L'exemple italien
La France n’est pas le seul pays où les délocalisations détruisent progressivement le tissus industriel, mais tous ne réagissent pas de façon analogue. Voyons par exemple ce qui se passe en Italie. Dans ce pays voisin, la valorisation des produits fabriqués localement est claire, visible, permanente, les vendeurs n’hésitant pas à préciser que tel sweat-shirt, fabriqué en Italie, est certes plus cher, mais de bien meilleure qualité. Les deux photos ci-contre, prises à l’aéroport de Florence, montrent également que certaines boutiques ne proposent que des produits italiens, tandis que quelques publicités de marques transalpines n’hésitent pas à afficher, on ne peut plus clairement, que leurs produits sont «complètement fabriqués en Italie ».

Quel contraste avec ce qui se fait en France. Ici, nous sommes chaque jour les témoins d’un paradoxe : les entreprises qui fabriquent en France ne le revendiquent pas ou peu, tandis que celles qui produisent ailleurs mettent en avant leur héritage et leur savoir-faire français. Les consommateurs bien intentionnés, qui essaient d’acheter des produits Made in France, qui pour préserver l’emploi, qui pour ménager l’environnement, qui pour Dieu sait quelle autre raison encore, ont donc toutes les peines du monde à s’y retrouver… Que la législation soit floue – voire laxiste – à cet égard est une évidence. Les marques peuvent sans risque continuer à écrire « France » ou « Paris » à côté de leur nom, quand bien même appartiendraient-elles à des capitaux étrangers, leurs produits étant intégralement importés de Chine, de Roumanie – ou même d’Italie, justement. Ces grands noms réussissent ainsi à obtenir le beurre, autrement dit l’image de marque de la France ou de Paris, tout en conservant l’argent du beurre, en l’occurrence celui gagné en fabricant à bas coût tout en vendant très cher. Un rêve d’entrepreneur en quelque sorte ! Ou plus exactement d’un certain type d’entrepreneurs. Tous en effet n’ont pas le profit comme finalité, même si l’objectif de toute entreprise est de gagner de l’argent. Certains continuent ainsi de travailler en France, ce qui signifient qu’ils acceptent de diminuer leurs marges. Pourquoi alors, puisqu’ils bénéficient eux d’une vraie légitimité pour mettre en valeur leurs fabrication et savoir-faire français, pourquoi tous ne valorisent-ils pas davantage ces arguments, que ce soit dans leur communication ou sur leurs produits ?

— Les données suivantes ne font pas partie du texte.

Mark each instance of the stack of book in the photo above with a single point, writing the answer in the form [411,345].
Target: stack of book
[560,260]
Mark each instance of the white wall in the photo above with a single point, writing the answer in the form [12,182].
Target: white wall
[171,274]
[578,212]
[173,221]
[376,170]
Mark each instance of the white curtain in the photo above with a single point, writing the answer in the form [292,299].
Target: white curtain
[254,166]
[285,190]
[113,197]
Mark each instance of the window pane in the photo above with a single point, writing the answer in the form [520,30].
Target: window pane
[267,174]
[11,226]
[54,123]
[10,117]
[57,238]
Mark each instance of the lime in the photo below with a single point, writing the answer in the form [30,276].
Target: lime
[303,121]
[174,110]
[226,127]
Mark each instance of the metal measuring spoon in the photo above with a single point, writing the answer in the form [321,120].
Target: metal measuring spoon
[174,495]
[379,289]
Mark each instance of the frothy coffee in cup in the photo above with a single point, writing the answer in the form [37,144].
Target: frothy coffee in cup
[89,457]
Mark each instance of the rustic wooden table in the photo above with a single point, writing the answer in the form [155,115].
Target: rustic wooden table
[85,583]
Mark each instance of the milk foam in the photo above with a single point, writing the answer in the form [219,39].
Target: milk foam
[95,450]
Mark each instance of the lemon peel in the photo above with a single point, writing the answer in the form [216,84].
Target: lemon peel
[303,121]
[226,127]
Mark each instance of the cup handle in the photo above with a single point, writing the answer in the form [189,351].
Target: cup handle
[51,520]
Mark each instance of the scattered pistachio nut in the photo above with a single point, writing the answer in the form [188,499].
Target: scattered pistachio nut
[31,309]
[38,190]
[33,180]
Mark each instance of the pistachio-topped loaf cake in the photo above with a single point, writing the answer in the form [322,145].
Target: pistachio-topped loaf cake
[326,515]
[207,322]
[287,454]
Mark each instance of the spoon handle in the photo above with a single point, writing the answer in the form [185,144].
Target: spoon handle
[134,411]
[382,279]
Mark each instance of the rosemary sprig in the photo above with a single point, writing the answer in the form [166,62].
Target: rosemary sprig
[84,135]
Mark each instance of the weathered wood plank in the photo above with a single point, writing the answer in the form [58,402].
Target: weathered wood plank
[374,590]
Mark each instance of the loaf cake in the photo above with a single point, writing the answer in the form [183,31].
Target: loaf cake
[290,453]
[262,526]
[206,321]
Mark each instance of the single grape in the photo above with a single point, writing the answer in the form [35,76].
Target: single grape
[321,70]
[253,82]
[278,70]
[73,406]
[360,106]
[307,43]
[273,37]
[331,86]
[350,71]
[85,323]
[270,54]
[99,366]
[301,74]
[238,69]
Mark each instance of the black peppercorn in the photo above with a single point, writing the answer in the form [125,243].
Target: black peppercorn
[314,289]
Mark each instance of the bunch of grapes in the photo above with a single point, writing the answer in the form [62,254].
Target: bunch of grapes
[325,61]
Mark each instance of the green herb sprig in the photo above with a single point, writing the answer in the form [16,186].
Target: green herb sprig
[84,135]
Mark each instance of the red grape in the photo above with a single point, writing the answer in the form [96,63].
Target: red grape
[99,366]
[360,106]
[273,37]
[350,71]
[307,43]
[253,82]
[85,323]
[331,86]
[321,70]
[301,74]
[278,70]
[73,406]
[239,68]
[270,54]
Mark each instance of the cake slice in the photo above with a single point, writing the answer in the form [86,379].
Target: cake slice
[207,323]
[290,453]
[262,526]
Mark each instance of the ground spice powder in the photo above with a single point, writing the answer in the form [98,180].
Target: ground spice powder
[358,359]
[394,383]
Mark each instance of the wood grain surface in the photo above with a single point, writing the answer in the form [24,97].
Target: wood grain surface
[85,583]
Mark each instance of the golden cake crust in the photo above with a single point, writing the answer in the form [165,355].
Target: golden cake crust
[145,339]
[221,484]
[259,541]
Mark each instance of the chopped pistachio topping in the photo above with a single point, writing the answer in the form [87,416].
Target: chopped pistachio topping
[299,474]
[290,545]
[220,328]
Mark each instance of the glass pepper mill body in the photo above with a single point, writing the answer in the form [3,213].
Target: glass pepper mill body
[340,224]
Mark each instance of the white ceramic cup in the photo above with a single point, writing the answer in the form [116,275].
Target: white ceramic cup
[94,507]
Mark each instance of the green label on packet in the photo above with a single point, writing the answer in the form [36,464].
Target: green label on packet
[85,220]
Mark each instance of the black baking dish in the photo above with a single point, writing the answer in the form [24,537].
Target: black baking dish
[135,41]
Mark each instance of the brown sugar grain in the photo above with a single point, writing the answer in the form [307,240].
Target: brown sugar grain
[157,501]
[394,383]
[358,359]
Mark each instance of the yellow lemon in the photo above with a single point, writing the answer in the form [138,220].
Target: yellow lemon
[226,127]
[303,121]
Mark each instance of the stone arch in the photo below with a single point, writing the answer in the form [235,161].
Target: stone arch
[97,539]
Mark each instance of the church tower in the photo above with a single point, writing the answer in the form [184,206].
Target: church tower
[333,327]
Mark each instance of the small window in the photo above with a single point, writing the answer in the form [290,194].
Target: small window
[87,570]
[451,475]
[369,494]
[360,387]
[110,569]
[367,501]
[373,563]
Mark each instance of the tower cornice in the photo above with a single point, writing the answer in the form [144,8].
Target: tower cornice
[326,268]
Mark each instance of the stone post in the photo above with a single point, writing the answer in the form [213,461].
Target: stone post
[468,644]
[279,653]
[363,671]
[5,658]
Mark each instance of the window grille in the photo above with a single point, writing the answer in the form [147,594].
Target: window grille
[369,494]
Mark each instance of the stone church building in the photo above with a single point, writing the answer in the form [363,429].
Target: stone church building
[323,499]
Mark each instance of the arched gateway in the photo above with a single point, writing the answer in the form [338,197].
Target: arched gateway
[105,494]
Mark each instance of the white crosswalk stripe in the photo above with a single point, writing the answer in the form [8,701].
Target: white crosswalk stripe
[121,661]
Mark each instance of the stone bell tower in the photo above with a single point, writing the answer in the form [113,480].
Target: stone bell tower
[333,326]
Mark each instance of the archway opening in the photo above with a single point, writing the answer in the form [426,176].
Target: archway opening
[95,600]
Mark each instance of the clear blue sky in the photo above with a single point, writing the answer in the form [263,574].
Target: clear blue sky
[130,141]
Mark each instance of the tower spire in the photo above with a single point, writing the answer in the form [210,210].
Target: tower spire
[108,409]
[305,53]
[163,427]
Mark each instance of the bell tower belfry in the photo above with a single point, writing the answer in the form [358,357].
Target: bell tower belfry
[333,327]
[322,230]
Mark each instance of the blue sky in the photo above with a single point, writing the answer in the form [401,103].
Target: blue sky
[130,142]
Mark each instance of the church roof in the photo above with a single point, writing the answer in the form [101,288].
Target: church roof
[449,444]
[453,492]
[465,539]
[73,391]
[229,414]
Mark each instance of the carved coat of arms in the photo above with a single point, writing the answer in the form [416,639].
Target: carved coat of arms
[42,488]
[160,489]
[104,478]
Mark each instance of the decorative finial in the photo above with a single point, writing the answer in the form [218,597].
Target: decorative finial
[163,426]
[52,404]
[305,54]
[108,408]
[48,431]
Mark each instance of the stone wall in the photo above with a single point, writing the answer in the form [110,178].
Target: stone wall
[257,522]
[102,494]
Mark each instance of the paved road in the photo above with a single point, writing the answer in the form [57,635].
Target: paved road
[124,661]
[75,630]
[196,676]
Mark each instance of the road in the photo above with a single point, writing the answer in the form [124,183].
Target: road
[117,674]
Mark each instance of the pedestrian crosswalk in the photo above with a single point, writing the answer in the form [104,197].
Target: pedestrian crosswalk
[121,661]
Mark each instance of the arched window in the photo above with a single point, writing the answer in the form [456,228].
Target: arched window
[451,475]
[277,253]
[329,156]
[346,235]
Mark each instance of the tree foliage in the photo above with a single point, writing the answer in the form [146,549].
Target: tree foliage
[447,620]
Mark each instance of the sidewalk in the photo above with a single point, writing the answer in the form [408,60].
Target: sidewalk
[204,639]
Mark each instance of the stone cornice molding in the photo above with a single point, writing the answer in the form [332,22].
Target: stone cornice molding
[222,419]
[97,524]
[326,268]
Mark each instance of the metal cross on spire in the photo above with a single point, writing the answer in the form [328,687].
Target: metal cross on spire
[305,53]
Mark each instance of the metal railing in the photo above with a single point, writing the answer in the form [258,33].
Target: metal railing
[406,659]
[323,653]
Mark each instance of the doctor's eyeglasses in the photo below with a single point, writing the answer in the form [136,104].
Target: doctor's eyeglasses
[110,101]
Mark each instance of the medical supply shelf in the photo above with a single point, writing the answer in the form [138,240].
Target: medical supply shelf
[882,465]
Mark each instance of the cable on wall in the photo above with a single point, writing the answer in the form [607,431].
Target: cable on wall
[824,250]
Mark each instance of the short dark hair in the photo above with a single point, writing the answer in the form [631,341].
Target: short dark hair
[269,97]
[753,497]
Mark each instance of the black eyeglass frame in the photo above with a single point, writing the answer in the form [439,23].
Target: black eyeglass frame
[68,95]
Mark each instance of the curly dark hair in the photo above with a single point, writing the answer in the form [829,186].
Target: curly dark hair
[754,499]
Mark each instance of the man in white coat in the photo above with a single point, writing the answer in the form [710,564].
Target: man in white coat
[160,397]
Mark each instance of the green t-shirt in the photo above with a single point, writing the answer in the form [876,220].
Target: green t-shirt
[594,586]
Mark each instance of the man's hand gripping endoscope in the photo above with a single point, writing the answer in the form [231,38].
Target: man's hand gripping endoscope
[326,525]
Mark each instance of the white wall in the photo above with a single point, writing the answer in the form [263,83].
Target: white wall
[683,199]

Ce sont ceux qui en parlent le plus…
C’est assez logique si l’on en croit le vieil adage populaire selon lequel « ce sont ceux qui en parlent le plus qui en font le moins », et réciproquement. Les moyens financiers dégagés par leurs concurrents délocaliseurs permettent en effet à ceux-ci de parler beaucoup, de communiquer et d’occuper l’espace. Partant, ils éclipsent totalement les autres, ces « braves » fabricants véritablement français qui, en payant salaires, charges et cotisations sociales en France, n’ont pas les moyens de dépenser des fortunes pour inonder les magazines de leurs publicités. Peut-être les commerces – petits et grands – qui écoulent leur production peuvent-ils alors prendre leur relais et vanter leurs mérites. Certains le font, d’autres, en particulier chez les grands distributeurs, n’ont aucune idée de l’origine de fabrication des articles qu’ils sont, pourtant, chargés de promouvoir. A la première question quant au pays de fabrication, ils se réfugient derrière un vague « Vous savez maintenant, presque tout est fait en Chine », cela soit par facilité, soit pour ne pas risquer les foudres des autres marques, tellement plus puissantes financièrement.
Le patriotisme italien dérape parfois et prend alors des connotations racistes, dans les stades de football notamment. Mais entre ces excès stupides et l’inaction qui semble être la règle de notre côté des Alpes, on doit pouvoir trouver un juste milieu. Nullement par nationalisme ou par chauvinisme : les Français ne valent ni plus ni moins que les autres. Non, simplement pour que les entreprises qui font vivre la communauté soient un peu plus visibles. Et les autres un peu moins.